Year-over-year inflation, as measured by the Personal Consumption Expenditures Price Index, a statistic the United States Federal Reserve prefers, fell to 2.4% year over year as of November. The figure was close to the Fed’s goal of 2% and substantially less than the 3.9% year-over-year increase in wages measured by the quarterly Employment Cost Index.
Consumer spending on both goods and services grew 5.5% year over year unadjusted for inflation in November and December combined as disposable personal income gained 5.2%, year over year, helping boost consumer purchasing. Core retail sales, as defined by NRF, which exclude automobile dealers, gasoline stations, and restaurants revenues, increased 4% year over year on a three-month moving average as of November and 3.8% for 2024’s first 11 months. Although December figures won’t come out until next week, spending is on track to meet or exceed NRF’s projection for holiday shopping season sales growth of between 2.5% and 3.5% from the 2023 period.

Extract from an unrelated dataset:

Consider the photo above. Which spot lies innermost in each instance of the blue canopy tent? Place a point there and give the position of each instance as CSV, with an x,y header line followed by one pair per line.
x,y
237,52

The Fed, in the aftermath of a quarter-point interest rate reduction in December, is attempting to “thread a needle of lowering rates but at a pace that won’t undo recent progress on inflation,” Kleinhenz said. So, Fed officials have indicated that they are likely to lower rates by only half a point in 2025 rather than the previously expected full percentage point.
“The U.S. economy ended 2024 on a high note and the outlook looks promising for 2025,” Kleinhenz said in the review. “Recent performance shows the economy is on solid footing and has been growing at a steady pace and above its historical average. The labor market is healthy, unemployment is low, inflation has fallen almost to the Federal Reserve’s target even though it remains somewhat sticky, and the direction of interest rates remains lower.”
As he looks ahead, Kleinhenz added: “I don’t want to get ahead of our annual forecast, but there is good reason to expect healthy economic growth in 2025 even though its shape will depend upon a lot of moving parts.”
Key factors could include changes to trade, immigration, regulation, tax and spending policies and their impact on economic activity, “but the resilience of the U.S. consumer should hopefully remain part of the dominant narrative,” Kleinhenz said.